In January this year Bercow allowed Dominic Grieve to table an amendment to a government procedural motion – a type of motion, as Theresa May protested, which is not normally amendable. Commons clerks had advised the Speaker on that point. Bercow, however, decided that he would innovate. ‘I am not in the business of invoking precedent, nor am I under any obligation to do so,’ he said. ‘If we were guided only by precedent, nothing would ever change.’ The amendment – requiring the government to come to the Commons within three days and explain how it intended to proceed – was duly passed by the Commons.

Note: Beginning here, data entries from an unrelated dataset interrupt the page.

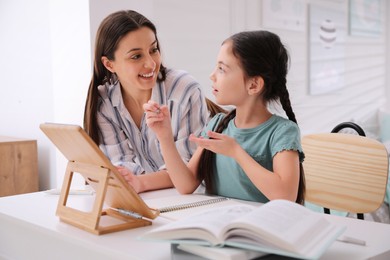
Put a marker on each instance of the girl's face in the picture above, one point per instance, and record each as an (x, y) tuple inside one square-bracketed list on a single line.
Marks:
[(228, 78), (137, 60)]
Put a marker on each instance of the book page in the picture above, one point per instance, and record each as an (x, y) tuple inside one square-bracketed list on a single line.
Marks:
[(207, 225), (284, 225)]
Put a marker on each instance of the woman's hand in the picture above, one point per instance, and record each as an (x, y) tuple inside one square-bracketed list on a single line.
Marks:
[(158, 119), (131, 179), (217, 143)]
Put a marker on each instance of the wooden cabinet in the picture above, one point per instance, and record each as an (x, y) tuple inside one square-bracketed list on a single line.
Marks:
[(18, 166)]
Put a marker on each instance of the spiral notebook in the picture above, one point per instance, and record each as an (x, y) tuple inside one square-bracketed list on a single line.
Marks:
[(180, 206)]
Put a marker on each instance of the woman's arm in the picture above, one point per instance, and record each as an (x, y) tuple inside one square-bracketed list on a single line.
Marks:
[(146, 182), (182, 176)]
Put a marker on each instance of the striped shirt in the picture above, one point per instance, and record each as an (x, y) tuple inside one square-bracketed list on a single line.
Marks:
[(139, 149)]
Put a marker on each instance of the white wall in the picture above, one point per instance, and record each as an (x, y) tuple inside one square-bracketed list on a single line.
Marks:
[(47, 44), (45, 72)]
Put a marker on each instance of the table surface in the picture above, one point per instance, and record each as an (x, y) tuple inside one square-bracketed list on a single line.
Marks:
[(31, 230)]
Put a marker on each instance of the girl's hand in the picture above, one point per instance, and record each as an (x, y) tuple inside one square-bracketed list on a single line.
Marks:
[(158, 119), (218, 143), (131, 179)]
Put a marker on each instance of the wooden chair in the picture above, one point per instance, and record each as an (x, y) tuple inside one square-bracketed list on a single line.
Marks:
[(345, 172)]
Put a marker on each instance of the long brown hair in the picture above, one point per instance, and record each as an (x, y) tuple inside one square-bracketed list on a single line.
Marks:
[(112, 29), (261, 53)]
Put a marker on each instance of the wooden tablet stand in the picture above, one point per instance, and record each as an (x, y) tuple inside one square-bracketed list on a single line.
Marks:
[(85, 158), (89, 221)]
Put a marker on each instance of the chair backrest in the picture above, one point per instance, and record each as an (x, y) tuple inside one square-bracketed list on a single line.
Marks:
[(345, 172)]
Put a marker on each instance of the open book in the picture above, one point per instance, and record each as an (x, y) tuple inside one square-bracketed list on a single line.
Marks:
[(277, 227)]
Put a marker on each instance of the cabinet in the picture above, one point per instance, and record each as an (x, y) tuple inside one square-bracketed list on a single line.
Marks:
[(18, 166)]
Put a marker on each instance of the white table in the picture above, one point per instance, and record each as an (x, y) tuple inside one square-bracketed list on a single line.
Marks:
[(29, 229)]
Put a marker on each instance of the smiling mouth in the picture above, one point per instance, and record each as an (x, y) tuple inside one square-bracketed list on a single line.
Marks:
[(148, 75)]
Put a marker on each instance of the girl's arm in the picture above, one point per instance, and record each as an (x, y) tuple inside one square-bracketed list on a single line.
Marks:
[(282, 183), (182, 176)]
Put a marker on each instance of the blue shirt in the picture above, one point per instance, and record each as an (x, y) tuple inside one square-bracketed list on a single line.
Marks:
[(262, 143), (138, 149)]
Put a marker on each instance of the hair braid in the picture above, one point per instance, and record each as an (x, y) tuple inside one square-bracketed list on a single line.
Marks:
[(205, 169)]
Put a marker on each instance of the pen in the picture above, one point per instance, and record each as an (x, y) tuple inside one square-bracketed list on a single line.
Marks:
[(352, 240), (128, 213)]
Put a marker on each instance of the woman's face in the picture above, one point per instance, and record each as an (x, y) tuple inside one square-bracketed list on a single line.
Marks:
[(137, 60), (228, 78)]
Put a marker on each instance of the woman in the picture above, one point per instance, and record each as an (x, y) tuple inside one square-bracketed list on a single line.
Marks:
[(250, 153), (128, 72)]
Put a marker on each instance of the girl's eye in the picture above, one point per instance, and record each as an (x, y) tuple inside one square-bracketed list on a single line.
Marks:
[(135, 57)]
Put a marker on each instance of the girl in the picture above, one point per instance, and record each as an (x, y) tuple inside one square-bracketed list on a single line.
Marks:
[(250, 153), (128, 72)]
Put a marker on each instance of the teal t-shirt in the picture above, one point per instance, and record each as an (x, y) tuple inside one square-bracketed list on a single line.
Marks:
[(262, 143)]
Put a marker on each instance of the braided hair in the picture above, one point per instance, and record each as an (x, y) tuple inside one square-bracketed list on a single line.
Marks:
[(260, 53)]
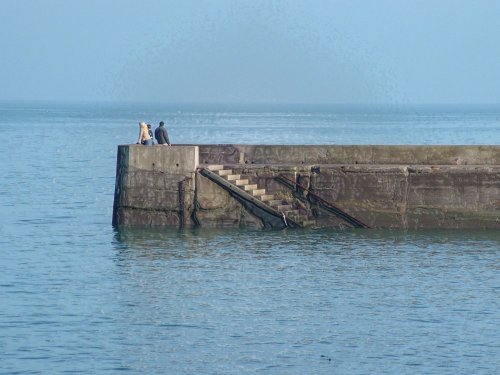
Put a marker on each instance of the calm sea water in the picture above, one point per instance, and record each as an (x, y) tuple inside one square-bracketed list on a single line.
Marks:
[(76, 296)]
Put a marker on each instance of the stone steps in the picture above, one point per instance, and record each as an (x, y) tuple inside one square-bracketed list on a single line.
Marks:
[(279, 205)]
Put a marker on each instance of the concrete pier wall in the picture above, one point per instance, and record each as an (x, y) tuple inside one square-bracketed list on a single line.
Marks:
[(384, 186)]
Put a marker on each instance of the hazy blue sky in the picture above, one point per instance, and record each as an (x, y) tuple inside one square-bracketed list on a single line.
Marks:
[(371, 51)]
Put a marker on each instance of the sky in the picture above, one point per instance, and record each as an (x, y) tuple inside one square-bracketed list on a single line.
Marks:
[(251, 51)]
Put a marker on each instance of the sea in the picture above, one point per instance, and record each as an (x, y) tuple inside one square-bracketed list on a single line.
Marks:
[(78, 296)]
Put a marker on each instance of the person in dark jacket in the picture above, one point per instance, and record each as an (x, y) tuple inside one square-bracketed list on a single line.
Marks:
[(161, 135)]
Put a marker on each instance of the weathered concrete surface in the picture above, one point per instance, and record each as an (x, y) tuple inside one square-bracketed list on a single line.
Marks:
[(349, 154), (155, 185), (384, 186)]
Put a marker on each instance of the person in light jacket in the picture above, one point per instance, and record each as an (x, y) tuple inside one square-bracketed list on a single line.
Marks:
[(144, 137)]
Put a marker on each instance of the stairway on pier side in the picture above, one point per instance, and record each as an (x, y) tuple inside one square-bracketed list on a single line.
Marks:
[(284, 207)]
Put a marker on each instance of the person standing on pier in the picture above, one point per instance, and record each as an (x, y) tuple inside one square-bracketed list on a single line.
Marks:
[(161, 135), (144, 137)]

Yet two months later, when it suited him, Bercow turned into a great stickler for precedent. Theresa May was keen to bring a third vote on her Brexit deal before the Commons, having suffered heavy defeats in her first two attempts. Bercow ruled that the Commons could not be allowed to vote on it, because it was a motion substantially unchanged since the last attempt. He justified this by quoting a convention dating back to 1604 and which, he said, had been used a dozen times since, though not since 1920.
There is only one explanation for these two opposing attitudes towards observance of precedent – by realising that in both cases Bercow was acting clearly in the interests of those who are trying to thwart Brexit. His bias has shown up several times, too, in his choice of which amendments to select for debate. In March, for example, he selected two motions which would have allowed MPs to seize control of the business of the House of Commons away from the government (in the event both of which were rejected by narrow margins). He blocked, on the other hand, a motion which would have allowed MPs to rule out a second referendum on Brexit. In January, when Theresa May was on her first attempt to pass her EU withdrawal bill, Bercow similarly rejected an amendment which would have put a time limit on the Irish backstop.
John Bercow has often posed as the backbenchers’ friend during his time as Speaker. But in recent months he has played a far clearer role – as the friend of Remain.